Super: you can have too much of a good thing

by Brendan Coates

Published at The Guardian, Sunday 24 November

At the heart of the debate over compulsory superannuation sit big trade-offs. Boosting retirement incomes inevitably comes at a cost: either people have lower living standards while they’re working, or governments give up more revenue for super tax breaks, or taxpayers pay more for pensions.

Grattan Institute research has shown that compulsory super set at 9.5%, together with the age pension, is already doing its job.

Most retirees today feel more comfortable financially than younger Australians who are still working. And they typically have enough money to sustain the same, or a higher, living standard in retirement than when they were working.

The retirees of tomorrow are likely to be even better off. The average worker today can expect a retirement income of at least 89% of their pre-retirement income – well above the 70% benchmark endorsed by the OECD.

But you can have too much of a good thing. Compulsory super shouldn’t rise, because that would force Australians to save for a higher living standard in retirement than they have while working.

If governments want to boost retirement incomes, the planned increase in compulsory super appears the worst way to get there. Our work shows that raising compulsory super to 12% would reduce wages today and do little to boost the retirement incomes of many low and middle-income workers tomorrow.

Higher super contributions will not improve their retirement income: the extra superannuation income will be largely offset by lower part-pension payments.
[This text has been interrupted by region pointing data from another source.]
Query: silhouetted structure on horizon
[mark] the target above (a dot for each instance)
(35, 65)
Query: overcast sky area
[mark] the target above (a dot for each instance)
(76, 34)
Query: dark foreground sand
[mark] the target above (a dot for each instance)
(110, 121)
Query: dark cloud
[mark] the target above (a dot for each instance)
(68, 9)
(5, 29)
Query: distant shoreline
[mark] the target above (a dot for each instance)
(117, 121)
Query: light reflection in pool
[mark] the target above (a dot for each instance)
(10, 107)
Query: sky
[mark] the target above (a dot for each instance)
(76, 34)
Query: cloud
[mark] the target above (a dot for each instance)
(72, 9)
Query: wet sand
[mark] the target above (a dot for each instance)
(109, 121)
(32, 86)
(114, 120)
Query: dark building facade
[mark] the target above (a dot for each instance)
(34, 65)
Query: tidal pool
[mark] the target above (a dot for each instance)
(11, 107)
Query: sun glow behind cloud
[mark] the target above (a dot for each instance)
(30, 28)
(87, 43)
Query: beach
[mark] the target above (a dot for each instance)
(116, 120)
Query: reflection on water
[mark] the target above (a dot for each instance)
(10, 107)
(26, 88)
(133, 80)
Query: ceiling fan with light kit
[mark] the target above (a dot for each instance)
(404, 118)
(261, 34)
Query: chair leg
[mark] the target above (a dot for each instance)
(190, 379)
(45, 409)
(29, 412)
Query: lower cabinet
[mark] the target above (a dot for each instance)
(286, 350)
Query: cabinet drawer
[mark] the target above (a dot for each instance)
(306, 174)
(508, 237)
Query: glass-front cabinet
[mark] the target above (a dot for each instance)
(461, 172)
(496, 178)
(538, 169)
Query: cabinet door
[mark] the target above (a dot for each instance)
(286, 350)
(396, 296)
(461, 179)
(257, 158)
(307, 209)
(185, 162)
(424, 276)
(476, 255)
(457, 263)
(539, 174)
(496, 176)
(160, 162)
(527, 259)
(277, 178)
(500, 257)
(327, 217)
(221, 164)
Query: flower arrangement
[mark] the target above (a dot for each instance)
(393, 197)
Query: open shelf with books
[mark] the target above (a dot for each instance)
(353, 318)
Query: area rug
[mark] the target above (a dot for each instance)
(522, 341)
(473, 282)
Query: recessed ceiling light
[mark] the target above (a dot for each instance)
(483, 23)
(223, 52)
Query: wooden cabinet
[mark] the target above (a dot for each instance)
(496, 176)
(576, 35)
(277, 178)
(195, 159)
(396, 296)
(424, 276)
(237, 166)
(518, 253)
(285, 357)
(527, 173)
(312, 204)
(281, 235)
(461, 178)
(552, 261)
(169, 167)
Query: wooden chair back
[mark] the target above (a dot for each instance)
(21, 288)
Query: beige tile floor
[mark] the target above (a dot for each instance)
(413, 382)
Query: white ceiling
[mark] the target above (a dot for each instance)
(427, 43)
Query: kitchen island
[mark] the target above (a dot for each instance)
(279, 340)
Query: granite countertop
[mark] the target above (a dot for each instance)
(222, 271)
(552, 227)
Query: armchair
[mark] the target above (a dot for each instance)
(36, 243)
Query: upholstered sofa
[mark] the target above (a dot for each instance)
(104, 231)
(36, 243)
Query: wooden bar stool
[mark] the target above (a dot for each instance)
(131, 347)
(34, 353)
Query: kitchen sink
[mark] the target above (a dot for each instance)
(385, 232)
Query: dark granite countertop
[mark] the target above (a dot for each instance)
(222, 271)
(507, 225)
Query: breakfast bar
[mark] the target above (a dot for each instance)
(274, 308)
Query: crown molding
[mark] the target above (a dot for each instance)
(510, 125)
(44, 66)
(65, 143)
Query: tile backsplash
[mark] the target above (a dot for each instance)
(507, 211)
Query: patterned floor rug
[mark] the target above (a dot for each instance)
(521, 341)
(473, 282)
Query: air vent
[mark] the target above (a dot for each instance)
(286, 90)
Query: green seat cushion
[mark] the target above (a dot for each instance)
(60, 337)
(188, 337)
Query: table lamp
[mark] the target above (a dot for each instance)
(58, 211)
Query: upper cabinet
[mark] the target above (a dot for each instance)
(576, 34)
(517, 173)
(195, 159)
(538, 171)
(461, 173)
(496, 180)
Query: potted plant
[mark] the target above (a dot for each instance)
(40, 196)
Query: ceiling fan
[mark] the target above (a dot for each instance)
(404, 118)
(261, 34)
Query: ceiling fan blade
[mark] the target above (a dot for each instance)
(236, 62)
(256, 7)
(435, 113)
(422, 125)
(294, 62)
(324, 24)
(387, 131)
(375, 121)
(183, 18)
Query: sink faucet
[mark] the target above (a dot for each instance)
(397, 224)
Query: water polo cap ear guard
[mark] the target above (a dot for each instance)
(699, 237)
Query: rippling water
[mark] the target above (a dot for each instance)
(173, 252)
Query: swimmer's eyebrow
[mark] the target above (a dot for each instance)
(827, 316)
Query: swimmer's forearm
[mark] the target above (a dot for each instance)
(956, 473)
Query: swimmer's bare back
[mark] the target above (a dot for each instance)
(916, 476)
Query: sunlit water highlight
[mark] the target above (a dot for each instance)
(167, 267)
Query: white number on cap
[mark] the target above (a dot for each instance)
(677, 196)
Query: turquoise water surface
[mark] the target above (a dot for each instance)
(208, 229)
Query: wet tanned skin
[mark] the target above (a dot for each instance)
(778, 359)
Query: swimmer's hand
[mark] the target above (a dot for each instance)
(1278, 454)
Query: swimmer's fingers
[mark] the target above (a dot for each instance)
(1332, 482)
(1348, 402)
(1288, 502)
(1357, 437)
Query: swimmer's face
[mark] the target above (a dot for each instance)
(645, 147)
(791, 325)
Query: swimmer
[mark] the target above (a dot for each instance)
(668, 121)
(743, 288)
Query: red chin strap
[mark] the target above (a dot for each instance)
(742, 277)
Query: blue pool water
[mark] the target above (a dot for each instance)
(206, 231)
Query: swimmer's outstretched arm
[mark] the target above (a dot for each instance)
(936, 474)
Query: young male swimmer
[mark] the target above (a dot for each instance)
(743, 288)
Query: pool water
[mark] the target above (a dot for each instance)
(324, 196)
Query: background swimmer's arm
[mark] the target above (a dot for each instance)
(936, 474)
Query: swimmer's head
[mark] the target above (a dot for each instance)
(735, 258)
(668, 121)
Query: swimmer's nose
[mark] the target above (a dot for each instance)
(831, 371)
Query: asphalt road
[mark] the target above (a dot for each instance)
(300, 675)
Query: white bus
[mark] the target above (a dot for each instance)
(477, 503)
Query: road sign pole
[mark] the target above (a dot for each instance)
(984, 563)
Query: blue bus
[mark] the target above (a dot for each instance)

What’s more, the age pension is indexed to wages. If wages grow by less, pensions do too. Instead, the big winners from higher compulsory super would be the wealthiest 20% of Australian earners, who would benefit from extra super tax breaks and would be unlikely to receive the age pension anyway.

Higher compulsory super would cost the federal budget about $2bn a year now, and in the long term. It is true compulsory super today has lowered pension spending. The trouble is that the extra tax breaks from higher compulsory super cost the budget even more.

Most importantly, higher super wouldn’t tackle the biggest challenge facing our retirement incomes system: retirees who rent. They are at severe risk of poverty because rent assistance is inadequate. Our research shows more retirees will rent in future because home ownership is falling fast.

Grattan recommends boosting commonwealth rent assistance by 40% – roughly $1,400 a year for singles. This would lift out of poverty many retirees who rent, at a cost of $1.3bn a year.

Higher compulsory super doesn’t confront this challenge – and its budgetary costs would make it harder for governments to adopt other policies that would.